Wednesday, December 10, 2008

a mother's karma

Hi.

My name is Susanne and I am surviving a sixteen year old daughter.

Barely.

So today I was just talking to a coworker who has two young daughters, and she was saying how scared she is of when her kids are sixteen, and I had told her how much BETTER my kid is now than she was last year, how ON TOP of things she is, how she’s gotten a new sense of INSIGHT and she’s all RESPONSIBLE and GOAL ORIENTED and all this stuff…

And of course, my karma is such that my words always come back to haunt me.

This child is out of control. Still.

Her teacher called me today, leaving a msg that states he has been trying to reach my kid and she needs to go to Friday school and he really wants to get her back on track.

The school she goes to is an alternative one. If students miss more than %20 of class time, they are placed in a probationary status and not allowed to attend school until they have completed two ‘Friday school sessions’. So in essence they are out of school except for Friday for two weeks straight.

SO clearly, my child has failed to attend her %80 portion and has received Friday school probation and has failed as well to tell me.

I call my child. She’s at home. After informing her that her teacher called me I asked her to tell me what’s going on. At this stage of the game, she knows its too late to do anything but tell the truth and this is what she does… and apparently she has been leaving ‘for school’ every day for the last two and one half weeks, and then coming back home after I go to work. Except for the days she stays downtown and smokes pot with her friends. Well, that part came out after I asked her what would show if I brought a UA kit home.

Awesome.

So I tell her to call her teacher and straighten this out and then call me and let me know what the outcome is. And I tell her im pissed at her for her dishonesty around whats going on—not only neglecting to inform me of her current status, yesterday she straight out LIED to me and said she came home early from school bc another girl upset her. And that she had all her time in and had cleared this with her teacher.

This kid only has to be in school for three hours per day, Monday thru Thursday. That’s all. It’s not a lot to ask.

I work full time. She has lots of room to skip with and clearly knows how to take advantage of the opportunities. I get that kids will choose to do this.

Still, the absolute pisser of the situation is her attitude shows barely any remorse. Let alone an interest or motivation for change.

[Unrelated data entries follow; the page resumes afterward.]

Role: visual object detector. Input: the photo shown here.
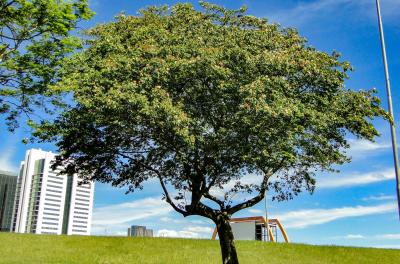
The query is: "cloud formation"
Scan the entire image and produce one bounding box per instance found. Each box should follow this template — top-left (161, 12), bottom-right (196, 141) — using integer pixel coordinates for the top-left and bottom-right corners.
top-left (334, 232), bottom-right (400, 241)
top-left (247, 208), bottom-right (264, 214)
top-left (375, 233), bottom-right (400, 240)
top-left (157, 229), bottom-right (200, 238)
top-left (0, 134), bottom-right (19, 172)
top-left (92, 197), bottom-right (172, 227)
top-left (347, 138), bottom-right (391, 159)
top-left (344, 234), bottom-right (365, 239)
top-left (276, 203), bottom-right (396, 229)
top-left (362, 194), bottom-right (396, 202)
top-left (157, 225), bottom-right (214, 238)
top-left (317, 168), bottom-right (394, 189)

I told her she was grounded, and she asked for how long. I said ‘how bout three weeks since that’s how long you’ve been lying to me?’

And then her response: ‘it’s only been two’.

So I told her to consider the extra week as interest.

And the next thing out of her mouth is: ‘So do I still get that $40 you were going to give me?’

Is she SERIOUS? For REAL? She gets herself kicked out of school, lies to me, and then has the audacity to ask for her allowance? Unbelievable.

I almost asked ‘why—do you need to pay off your drug dealers?’ but then I decided I didn’t want to hear the answer. And seriously, if she actually does owe any money for anything then that’s a lesson all unto itself and she can learn it the hard way.

The deal is, I pay her cell phone bill which is about $60, and I also give her $80 a month for whatever she wants, lunch money or whatever else, in two $40 increments. The understanding is this is money she is entitled to as an ‘upstanding member of the household’- she watches her sister on the occasions I ask her to, and she attends her classes. If she hasn’t been attending school for the last two damn weeks, I don’t feel too terribly obligated to fork over money to her.

So how about NO, I keep my hard earned cash and she can step up and make some responsible decisions. And we can try again next month. That’s the response I want to make (editing out the cussing parts), however I just told her we would talk about it tonight.

It just really sucks. The whole fucking thing. And that’s what I have to look forward to dealing with tonight.

There is one positive about this situation: practice makes perfect. Both my child and I were able to maintain a phone conversation without resorting to screaming, belittling, or foul language. This says something about both of us, in that we are continuing to grow and work on communication.

Damn communication building anyways. It never ever ends.